Datafile: Risking Your Reputation

By Susan Whealler Johnston    //    Volume 25,  Number 6   //    November/December 2017

What’s the most fragile part of your college or university? If you said, “our reputation,” you’re right. Something that takes decades to build can be damaged in a week or, thanks to social media, even an afternoon, making it harder to attract potential funders, students, and their parents, and damaging your relationship with the community. The threat of reputational damage is real for every institution. Consequently, every board’s work should include oversight of risks to the institution’s reputation as part of the larger risk responsibility of the board. According to AGB data, higher education’s governing boards have started taking risk more seriously over the past decade, but there is still plenty of room for improvement, particularly in reputational risk.

A 2017 survey conducted by AGB and United Educators (UE) found that boards and senior administrators are discussing major risks more regularly than in the past. In fact, over the past nine years, this important indicator has moved 16 percentage points. Yet, more than one-third of boards still use an “as-needed approach” to risk. They do a post-mortem on problems after they arise instead of anticipating risks and focusing on risk mitigation or avoidance.

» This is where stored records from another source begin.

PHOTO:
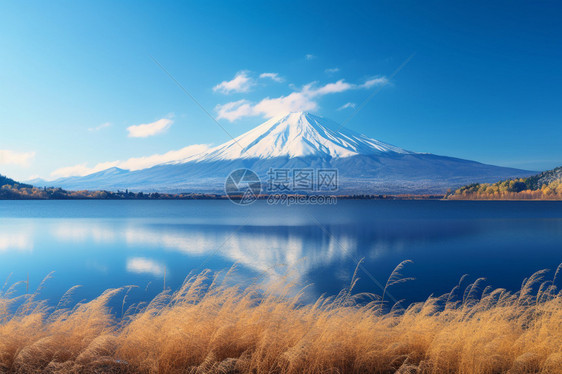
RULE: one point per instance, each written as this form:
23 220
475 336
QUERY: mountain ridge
303 140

Only 24.3 percent of boards reported that they discuss risk at every board meeting, and 27.9 percent reported that they discuss risk once a year. Given these numbers, it is not surprising that nearly onethird of respondents described their board as “somewhat under-engaged” or “not actively engaged” in discussions of risk.

While the needle is moving on board oversight of risk, it’s less clear that boards are paying sufficient attention to reputational risks such as the business model, including enrollment; campus climate and protests; and sexual assaults, which, in the AGB/UE survey, board members indicate are the most important risks for the next three years. Reputational risk is more important now than three years ago, according to 84 percent of survey respondents, but less than half say their institution has the resources and capabilities to withstand a major reputational risk event.

Nearly one-quarter say the reports to the board on these risks are not sufficient. Roughly one-third say their institutions do not have response plans for the drivers of reputational risk and the resources available to manage reputational risk are not sufficient. More than 40 percent say their institution has not identified the top outcomes of a reputational risk event.

About one-fifth say their institution’s approach to managing major reputational risk is “sometimes reactive,” with 50 percent saying it is “sometimes proactive.” Only about one-quarter say their institution’s approach is consistently proactive.

Oversight of an institution’s reputational risk is a board responsibility. More than 87 percent of respondents agree, and yet these data paint a picture of underdeveloped board and institutional capacity for this oversight responsibility. If the next decade is as challenging as the last for higher education, boards will need greater skill, understanding, and engagement to help their institutions navigate the risks, including reputational risks. As one survey respondent said, risk oversight “needs to feel less like a ‘check the box’ activity and more like a critically important conversation.”